Supervised fine-tuning (SFT) is a crucial step for large language models
(LLMs), enabling them to align with human instructions and enhance their
capabilities in downstream tasks. When the models are required to align with a
broader range of downstream tasks, or there is a desire to notably improve the
performance on a specific task, a substantial increase in fine-tuning data
often emerges as the solution. However, we find that large-scale increases in
instruction data can disrupt the world knowledge previously stored in the LLMs,
i.e., world knowledge forgetting. In this paper, we introduce LoRAMoE to
address above challenge. The LoRAMoE is a plugin version of Mixture of Experts
(MoE). The plugin-form ensures the integrity of world knowledge by freezing the
backbone model during the training phase.
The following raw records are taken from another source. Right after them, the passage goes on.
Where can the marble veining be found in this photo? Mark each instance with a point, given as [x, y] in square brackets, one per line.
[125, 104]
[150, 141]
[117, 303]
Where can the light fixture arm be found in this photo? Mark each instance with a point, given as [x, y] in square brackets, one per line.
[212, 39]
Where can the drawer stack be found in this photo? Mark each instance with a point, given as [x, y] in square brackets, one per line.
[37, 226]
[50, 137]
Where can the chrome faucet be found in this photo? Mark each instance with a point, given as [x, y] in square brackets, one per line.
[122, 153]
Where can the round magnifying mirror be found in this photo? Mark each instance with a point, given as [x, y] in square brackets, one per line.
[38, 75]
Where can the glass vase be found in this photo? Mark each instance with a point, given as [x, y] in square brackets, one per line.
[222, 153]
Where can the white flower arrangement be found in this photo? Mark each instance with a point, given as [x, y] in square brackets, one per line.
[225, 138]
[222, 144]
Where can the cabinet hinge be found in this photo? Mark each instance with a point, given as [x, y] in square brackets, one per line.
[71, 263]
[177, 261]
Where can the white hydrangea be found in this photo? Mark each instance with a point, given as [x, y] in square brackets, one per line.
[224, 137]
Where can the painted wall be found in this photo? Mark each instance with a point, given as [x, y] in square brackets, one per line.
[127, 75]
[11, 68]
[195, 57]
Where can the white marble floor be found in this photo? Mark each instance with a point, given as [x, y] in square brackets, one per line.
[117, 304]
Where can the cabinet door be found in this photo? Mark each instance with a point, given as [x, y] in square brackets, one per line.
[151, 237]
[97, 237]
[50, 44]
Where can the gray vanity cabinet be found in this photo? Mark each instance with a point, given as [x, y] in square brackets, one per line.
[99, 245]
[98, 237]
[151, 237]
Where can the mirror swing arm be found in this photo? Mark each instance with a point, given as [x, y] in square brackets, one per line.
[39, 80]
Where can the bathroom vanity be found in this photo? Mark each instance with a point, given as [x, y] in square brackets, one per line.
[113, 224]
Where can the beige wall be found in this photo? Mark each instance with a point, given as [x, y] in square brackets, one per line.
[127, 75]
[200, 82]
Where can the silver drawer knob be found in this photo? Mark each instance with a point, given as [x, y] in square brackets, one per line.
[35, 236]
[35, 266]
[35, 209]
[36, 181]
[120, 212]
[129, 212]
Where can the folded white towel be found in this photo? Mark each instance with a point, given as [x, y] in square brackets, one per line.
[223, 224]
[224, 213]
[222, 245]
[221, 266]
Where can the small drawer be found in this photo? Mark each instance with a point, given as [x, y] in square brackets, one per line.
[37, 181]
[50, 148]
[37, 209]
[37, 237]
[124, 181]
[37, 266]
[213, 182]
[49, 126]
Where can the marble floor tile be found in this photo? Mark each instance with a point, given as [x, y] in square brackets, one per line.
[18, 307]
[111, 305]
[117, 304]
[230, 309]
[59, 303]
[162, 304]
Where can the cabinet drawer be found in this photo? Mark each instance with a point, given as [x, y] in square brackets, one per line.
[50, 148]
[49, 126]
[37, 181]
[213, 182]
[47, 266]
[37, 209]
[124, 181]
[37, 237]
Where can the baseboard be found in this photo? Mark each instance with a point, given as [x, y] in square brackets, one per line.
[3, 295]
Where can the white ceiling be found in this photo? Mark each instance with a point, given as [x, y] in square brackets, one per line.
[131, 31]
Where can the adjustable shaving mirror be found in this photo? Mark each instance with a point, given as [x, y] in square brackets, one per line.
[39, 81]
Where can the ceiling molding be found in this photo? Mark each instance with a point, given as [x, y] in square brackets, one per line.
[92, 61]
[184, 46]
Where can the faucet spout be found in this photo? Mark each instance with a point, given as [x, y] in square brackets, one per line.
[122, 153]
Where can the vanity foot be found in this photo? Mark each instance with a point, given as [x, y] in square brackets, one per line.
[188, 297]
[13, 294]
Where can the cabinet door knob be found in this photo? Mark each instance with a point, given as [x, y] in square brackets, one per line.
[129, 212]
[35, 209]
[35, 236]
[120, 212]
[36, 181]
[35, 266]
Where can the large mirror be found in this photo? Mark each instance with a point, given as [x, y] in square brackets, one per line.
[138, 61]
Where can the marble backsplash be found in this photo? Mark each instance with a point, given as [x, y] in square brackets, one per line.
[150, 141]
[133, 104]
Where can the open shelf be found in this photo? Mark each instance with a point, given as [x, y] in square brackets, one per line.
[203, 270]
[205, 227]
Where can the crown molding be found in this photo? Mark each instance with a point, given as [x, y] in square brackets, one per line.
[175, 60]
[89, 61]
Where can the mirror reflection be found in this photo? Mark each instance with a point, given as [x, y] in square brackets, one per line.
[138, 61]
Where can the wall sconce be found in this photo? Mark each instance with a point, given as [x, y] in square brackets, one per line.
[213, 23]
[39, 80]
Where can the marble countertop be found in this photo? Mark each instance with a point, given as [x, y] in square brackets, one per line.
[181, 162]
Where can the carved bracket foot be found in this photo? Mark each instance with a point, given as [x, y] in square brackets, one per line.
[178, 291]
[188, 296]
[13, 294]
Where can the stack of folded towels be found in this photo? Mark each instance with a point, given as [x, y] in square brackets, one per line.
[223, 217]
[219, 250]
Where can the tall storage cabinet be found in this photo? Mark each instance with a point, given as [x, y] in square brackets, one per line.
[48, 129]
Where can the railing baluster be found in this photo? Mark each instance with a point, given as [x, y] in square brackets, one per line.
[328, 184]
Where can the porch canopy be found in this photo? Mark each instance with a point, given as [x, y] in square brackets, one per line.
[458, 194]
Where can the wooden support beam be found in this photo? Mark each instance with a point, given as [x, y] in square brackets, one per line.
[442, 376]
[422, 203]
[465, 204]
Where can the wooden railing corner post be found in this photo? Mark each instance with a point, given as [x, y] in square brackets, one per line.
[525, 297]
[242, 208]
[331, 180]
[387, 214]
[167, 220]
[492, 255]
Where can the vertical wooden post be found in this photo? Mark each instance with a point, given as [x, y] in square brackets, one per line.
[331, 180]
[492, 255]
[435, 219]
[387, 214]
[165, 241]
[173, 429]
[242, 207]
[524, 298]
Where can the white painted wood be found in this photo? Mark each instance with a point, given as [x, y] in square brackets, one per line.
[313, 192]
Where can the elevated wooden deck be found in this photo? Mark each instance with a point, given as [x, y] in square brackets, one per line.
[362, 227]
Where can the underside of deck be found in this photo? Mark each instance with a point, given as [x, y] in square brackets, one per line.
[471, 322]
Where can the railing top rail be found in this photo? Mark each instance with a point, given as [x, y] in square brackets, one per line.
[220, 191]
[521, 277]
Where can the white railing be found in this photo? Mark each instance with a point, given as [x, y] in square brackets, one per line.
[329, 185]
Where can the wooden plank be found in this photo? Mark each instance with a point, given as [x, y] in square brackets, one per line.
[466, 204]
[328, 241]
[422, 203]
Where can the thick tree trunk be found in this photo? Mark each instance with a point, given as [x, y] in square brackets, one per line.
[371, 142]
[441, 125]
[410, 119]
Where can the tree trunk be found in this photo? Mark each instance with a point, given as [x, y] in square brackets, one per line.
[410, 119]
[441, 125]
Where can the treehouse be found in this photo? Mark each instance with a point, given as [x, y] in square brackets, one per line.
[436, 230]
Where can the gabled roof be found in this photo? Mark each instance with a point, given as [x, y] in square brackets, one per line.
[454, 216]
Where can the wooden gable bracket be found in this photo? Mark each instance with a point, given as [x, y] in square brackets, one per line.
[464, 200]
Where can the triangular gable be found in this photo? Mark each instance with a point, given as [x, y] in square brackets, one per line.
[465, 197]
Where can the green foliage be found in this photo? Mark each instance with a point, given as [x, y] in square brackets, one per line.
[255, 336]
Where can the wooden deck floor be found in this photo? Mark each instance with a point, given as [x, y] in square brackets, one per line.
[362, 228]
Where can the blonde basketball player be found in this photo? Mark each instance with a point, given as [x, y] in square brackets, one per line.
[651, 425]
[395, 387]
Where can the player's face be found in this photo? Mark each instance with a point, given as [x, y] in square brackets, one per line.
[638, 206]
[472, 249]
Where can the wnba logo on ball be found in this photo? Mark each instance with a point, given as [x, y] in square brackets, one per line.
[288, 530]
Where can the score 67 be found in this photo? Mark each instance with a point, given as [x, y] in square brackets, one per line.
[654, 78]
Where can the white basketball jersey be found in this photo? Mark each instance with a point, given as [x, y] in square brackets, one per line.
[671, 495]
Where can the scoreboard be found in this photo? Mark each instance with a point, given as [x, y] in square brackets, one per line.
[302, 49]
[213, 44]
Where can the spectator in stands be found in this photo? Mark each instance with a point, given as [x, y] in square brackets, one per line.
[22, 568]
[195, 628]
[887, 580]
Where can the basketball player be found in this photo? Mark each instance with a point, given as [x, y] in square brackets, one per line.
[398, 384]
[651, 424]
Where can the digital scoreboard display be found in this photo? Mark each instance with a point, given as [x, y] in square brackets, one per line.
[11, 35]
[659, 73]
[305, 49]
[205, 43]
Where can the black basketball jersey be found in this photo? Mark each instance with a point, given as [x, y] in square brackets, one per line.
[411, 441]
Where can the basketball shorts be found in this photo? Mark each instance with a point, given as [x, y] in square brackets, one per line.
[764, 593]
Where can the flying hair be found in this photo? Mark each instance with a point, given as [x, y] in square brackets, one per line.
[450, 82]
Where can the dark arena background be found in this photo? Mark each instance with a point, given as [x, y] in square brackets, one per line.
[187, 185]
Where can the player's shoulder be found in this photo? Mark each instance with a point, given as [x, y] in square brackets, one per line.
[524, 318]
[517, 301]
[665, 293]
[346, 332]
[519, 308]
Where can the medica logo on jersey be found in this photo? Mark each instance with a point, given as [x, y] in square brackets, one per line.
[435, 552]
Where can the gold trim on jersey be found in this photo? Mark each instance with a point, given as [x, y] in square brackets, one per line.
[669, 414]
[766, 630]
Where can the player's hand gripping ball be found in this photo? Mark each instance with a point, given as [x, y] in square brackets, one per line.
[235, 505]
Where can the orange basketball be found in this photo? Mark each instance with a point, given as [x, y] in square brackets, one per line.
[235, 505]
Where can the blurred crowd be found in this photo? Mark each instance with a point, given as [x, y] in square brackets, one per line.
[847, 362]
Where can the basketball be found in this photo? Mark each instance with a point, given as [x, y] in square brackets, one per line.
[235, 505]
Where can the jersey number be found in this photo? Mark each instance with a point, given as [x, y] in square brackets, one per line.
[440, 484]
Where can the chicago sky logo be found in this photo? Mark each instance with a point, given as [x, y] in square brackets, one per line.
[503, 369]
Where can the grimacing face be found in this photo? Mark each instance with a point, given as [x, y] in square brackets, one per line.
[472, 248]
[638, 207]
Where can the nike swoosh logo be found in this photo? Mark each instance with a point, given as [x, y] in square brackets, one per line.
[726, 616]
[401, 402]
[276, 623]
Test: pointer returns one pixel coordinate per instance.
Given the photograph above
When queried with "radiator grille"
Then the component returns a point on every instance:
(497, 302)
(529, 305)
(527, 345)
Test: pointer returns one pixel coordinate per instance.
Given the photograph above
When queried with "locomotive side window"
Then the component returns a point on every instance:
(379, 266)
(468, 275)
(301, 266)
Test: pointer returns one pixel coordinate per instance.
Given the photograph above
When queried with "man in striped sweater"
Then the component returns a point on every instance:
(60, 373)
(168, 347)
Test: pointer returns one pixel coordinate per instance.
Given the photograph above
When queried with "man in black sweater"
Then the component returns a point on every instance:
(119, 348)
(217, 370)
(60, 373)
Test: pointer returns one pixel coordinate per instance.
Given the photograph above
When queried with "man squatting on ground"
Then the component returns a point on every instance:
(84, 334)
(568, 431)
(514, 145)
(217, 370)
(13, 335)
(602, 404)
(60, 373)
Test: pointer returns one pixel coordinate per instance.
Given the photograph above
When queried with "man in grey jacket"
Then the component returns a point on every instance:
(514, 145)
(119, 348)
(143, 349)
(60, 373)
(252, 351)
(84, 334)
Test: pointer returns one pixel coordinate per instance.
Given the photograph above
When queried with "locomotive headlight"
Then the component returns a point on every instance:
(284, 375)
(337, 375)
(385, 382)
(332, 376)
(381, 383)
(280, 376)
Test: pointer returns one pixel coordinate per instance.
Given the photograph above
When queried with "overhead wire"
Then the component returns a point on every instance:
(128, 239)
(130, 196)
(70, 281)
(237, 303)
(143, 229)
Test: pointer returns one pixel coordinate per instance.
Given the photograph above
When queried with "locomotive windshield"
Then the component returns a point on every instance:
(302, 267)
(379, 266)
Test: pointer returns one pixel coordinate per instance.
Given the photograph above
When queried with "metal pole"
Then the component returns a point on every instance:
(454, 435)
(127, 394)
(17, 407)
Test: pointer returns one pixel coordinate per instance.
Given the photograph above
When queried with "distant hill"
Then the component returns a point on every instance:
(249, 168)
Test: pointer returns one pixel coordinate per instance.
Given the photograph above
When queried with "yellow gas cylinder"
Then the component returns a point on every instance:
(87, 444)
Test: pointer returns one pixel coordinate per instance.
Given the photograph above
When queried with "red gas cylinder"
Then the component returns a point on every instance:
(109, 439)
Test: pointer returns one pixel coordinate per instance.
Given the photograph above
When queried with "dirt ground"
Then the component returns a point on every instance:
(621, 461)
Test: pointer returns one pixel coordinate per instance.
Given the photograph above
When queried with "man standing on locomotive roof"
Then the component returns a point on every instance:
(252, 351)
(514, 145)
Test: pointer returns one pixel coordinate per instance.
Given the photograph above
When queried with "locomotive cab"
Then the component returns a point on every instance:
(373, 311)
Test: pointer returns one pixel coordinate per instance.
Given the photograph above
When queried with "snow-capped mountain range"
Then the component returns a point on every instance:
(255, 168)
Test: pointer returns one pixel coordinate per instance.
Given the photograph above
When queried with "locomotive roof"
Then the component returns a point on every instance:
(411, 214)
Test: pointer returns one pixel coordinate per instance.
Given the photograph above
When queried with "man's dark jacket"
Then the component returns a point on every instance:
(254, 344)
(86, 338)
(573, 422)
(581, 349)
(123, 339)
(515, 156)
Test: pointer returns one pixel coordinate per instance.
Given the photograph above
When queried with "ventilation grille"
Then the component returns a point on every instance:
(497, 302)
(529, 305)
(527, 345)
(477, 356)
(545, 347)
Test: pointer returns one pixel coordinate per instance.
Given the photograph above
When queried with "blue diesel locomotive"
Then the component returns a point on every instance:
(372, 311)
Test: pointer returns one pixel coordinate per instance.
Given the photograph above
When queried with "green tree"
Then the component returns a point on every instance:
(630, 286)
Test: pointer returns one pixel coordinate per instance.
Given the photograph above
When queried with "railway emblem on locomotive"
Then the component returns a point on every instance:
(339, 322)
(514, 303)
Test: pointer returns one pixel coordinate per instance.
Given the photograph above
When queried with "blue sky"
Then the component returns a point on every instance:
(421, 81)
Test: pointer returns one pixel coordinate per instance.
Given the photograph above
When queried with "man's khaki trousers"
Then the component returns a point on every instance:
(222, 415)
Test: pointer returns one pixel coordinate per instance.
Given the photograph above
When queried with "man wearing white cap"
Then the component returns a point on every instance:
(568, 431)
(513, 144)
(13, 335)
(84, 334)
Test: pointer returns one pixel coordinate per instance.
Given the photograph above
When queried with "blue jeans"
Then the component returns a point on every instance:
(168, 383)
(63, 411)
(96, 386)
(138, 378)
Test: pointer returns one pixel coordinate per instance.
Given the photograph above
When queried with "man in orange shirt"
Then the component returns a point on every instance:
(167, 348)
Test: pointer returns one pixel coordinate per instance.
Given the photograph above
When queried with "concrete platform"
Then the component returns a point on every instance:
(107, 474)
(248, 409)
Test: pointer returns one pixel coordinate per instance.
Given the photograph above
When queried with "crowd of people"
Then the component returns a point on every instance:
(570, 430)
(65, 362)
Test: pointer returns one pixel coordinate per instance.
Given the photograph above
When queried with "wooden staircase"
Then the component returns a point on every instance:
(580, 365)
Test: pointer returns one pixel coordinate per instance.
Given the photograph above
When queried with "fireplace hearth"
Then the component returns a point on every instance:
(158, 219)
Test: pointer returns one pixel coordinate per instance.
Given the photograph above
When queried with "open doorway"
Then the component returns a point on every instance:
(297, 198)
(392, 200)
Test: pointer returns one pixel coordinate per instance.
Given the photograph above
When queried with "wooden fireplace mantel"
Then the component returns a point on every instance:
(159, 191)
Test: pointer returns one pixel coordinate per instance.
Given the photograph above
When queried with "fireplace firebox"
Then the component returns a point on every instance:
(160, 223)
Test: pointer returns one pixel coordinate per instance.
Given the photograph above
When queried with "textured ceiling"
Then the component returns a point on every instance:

And we propose the use of localized
balancing constraints to coordinate parts of experts for task utilization,
meanwhile enables other experts to to fully leverage the world knowledge stored
in the models. Experimental results demonstrate that LoRAMoE can reasonly
coordinate experts based on data type during inference, and even dramatically
increasing instruction data does not result in knowledge forgetting. Moreover,
LoRAMoE provides additional benefits for the performance of downstream tasks,
indicating the potential of our approach for multi-task learning.

LoRAMoE 是一种基于插件形式的专家混合模型，通过冻结骨干模型在训练阶段保证了模型中存储的世界知识的完整性；利用局部平衡约束来均衡任务利用，同时有效发挥其他专家对模型中存储的世界知识的作用。实验证明，LoRAMoE 能在推理过程中合理协调专家，即使加大指导数据规模也不会导致知识遗忘；此外，LoRAMoE 对于下游任务的性能提供了额外的优势，显示了我们方法在多任务学习方面的潜力。